Uniform ε = 0.1 ε = 0.5 ε = 1 ε = 5 ε = 0.1 ε = 0.5 ε = 1 ε = 5 n = Figure 1 show the coverage probabilities and margin of error of our confidence intervals (DP) under normally distributed and uniformly distributed covariate X. For comparison, the naive CIs derived from the synthetic dataset (naive) and non-DP CIs (non-DP) derived from the confidential dataset are also plotted. As shown in both figures, the coverage of our CIs is relatively close to the nominal level (90%, indicated by the dotted lines). In comparison, the coverage of the naive CIs never captures the true value of β 1 even though they are much narrower in comparison. This highlights the importance of considering DP noises when making statistically valid inferences. The reason behind the terrible coverage of the naive CIs, as explained in Carroll et al. (2006) , is because the variance of the naive estimator can be smaller than the true data estimator when the privacy budget is small (or DP noises are large), which results in a more precise, but biased estimator.

5. CONCLUSION

In this paper, we established a connection between DP mechanisms and measurement error models. Applying the tools from the measurement error framework, we developed statistical inference under linear regression while preserving differential privacy. In particular, we derived DP consistent estimator and DP asymptotic conference interval for the regression coefficients. To evaluate the performance of the estimator, we compared it to the widely used SSP method and demonstrated our estimator has comparable performance in some scenarios but has the advantage of obtaining statistically valid asymptotic confidence intervals without additional privacy cost. Furthermore, by comparing the coverage between our asymptotic CIs and naive CIs, we illustrated the importance of incorporating the DP mechanism into the inference method to ensure a valid statistical inference. For future directions, some theoretical works on the comparison between our estimator and the SSP estimator could be an interesting direction. Similarly, the extension of the theorem 3.1 to accommodate the clipping might be a fruitful path to pursue. Furthermore, there are still many tools from the measurement error literature yet to be utilized. One of the obvious next steps would be to extend the linear regression setting to the more general generalized linear model setting such as logistic regression. We hope this paper will motivate future works to explore more the connection between differential privacy and measurement error, and to develop statistical inference under the differential privacy setting.

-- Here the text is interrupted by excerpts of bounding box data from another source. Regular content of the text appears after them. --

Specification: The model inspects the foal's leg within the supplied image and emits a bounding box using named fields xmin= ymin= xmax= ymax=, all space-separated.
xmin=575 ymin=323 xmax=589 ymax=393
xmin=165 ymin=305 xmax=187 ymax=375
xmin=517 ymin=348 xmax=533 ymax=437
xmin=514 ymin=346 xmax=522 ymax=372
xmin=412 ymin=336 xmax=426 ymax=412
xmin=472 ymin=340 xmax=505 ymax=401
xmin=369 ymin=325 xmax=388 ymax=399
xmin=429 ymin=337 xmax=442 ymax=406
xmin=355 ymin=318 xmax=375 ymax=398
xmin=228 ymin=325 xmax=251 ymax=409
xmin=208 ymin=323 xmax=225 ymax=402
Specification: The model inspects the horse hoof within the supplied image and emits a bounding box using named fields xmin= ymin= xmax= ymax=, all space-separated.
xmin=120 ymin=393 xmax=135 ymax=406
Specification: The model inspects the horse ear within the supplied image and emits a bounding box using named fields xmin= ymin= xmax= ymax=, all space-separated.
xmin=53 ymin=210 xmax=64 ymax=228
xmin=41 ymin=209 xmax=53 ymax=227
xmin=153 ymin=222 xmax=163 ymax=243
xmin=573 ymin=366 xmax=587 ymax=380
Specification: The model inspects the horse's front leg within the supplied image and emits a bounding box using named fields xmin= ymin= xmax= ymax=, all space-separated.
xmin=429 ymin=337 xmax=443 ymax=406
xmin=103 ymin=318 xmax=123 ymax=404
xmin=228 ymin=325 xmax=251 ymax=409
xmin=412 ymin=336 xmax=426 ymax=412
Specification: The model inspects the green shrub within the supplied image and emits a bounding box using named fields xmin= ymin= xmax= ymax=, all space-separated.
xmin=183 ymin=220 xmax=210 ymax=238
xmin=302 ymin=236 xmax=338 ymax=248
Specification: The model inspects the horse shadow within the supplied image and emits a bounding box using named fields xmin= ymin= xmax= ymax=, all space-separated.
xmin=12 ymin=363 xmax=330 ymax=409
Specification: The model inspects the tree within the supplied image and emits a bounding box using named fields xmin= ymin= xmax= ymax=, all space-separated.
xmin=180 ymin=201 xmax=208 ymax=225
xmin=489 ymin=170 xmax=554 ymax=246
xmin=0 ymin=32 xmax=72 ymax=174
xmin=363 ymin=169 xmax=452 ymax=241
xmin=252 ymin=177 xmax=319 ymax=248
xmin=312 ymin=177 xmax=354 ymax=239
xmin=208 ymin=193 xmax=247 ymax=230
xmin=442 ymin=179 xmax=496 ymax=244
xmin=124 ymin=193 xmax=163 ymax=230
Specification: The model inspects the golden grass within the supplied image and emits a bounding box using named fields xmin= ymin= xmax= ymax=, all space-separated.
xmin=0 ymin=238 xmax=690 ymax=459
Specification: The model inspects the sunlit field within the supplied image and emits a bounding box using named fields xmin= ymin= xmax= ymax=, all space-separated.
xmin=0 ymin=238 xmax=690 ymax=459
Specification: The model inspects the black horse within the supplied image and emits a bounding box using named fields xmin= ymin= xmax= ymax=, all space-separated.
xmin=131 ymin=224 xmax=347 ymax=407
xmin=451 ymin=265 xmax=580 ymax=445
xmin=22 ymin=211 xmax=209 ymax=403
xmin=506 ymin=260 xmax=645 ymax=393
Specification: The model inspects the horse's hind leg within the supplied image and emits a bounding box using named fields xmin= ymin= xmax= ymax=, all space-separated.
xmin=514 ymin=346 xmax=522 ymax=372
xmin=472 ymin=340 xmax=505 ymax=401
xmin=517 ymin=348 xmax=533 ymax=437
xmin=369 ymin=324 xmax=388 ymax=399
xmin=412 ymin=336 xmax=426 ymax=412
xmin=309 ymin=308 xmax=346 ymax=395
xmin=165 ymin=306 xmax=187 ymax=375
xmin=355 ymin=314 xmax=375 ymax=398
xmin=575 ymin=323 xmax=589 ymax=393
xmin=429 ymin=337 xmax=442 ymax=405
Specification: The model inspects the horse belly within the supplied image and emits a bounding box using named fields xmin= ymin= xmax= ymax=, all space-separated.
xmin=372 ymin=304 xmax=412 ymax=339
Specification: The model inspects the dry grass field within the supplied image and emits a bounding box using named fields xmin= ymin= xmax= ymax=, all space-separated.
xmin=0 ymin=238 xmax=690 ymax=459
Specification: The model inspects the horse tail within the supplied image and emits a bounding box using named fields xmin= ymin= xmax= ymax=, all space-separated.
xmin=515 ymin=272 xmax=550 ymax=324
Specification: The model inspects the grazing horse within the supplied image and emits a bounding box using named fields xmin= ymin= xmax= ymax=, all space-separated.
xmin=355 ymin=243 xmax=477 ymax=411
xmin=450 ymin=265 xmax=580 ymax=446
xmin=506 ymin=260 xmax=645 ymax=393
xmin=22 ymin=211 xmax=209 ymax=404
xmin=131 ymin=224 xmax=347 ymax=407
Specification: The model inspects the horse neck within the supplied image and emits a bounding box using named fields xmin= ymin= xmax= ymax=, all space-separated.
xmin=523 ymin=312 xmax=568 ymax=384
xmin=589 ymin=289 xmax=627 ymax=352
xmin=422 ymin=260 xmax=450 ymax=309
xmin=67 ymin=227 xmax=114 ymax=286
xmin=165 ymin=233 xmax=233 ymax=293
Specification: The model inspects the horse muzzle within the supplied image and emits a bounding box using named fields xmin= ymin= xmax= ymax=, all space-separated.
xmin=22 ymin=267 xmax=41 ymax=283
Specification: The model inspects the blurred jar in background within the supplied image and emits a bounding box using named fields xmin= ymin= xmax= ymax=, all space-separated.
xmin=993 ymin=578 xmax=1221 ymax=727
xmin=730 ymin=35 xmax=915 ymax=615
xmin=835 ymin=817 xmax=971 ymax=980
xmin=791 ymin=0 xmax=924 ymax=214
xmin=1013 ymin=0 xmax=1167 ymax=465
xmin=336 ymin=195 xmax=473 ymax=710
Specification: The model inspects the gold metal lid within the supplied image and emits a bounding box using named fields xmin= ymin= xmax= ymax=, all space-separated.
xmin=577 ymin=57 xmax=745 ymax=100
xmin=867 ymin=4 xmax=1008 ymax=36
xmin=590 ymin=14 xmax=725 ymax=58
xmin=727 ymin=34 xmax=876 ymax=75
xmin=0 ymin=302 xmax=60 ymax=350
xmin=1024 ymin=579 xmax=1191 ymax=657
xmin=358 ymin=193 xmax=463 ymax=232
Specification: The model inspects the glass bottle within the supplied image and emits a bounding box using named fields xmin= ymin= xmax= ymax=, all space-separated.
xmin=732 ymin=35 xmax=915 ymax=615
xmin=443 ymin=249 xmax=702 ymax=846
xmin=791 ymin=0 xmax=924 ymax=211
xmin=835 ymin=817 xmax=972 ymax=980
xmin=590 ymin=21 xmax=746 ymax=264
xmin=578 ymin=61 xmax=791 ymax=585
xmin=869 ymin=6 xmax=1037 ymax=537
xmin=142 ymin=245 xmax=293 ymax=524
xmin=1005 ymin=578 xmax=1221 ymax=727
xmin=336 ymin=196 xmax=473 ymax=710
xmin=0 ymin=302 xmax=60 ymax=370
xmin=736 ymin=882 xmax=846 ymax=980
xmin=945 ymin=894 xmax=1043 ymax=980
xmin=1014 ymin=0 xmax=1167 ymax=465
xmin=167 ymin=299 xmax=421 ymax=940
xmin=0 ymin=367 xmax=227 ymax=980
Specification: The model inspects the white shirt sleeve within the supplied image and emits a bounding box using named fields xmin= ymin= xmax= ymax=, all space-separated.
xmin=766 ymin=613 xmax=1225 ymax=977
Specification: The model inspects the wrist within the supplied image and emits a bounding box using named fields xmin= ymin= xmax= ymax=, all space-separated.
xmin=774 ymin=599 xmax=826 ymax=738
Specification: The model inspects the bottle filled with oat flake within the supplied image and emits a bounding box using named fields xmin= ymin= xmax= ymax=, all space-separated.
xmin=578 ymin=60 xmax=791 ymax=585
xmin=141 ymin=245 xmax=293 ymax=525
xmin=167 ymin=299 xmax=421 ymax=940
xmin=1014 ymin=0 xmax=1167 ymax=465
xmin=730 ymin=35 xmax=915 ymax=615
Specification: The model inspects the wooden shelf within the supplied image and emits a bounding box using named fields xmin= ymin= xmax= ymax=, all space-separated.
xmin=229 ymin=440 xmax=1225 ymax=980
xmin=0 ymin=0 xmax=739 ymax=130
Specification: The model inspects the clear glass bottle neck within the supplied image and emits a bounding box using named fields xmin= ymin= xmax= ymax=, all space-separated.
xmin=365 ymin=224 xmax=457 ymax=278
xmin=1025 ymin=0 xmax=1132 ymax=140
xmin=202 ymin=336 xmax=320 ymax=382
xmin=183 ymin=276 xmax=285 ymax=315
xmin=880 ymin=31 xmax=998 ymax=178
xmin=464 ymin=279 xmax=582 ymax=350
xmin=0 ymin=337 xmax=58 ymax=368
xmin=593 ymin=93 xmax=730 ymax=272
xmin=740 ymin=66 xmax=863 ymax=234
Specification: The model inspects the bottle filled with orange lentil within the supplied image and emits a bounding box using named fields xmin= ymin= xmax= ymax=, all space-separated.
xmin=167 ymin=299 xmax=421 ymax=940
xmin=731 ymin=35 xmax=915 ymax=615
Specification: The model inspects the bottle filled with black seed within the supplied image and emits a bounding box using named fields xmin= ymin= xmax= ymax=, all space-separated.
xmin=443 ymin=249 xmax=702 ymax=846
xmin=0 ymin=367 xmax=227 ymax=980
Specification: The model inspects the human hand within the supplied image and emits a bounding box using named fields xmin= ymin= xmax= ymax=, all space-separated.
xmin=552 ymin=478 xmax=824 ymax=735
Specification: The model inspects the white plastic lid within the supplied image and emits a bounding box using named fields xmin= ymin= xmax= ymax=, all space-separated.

Note that β is the MLE of β, but σq is not the MLE of σq. σq is used here because the limiting distribution can be derived under less restrictive conditions than those used to obtain the maximum likelihood estimator(Fuller, 1987). First, the Gaussian mechanism is used instead of the Laplace mechanism for a better comparison. Then, we extend the algorithm to accommodate different clipping intervals for Xt and Yt.



Figure 1: The coverage probabilities comparison between our DP confidence intervals, naive CIs and non-DP CIs at various sample sizes. The top 4 plots are for the normally distributed covariate, and the bottom 4 plots are for the uniformly distributed covariate. Note the horizontal axis is in logarithmic scale with sample size n = 500, 1000, 2000, 5000, 10 4 , 10 5 . The dotted line indicates the nominal CI level of 0.9.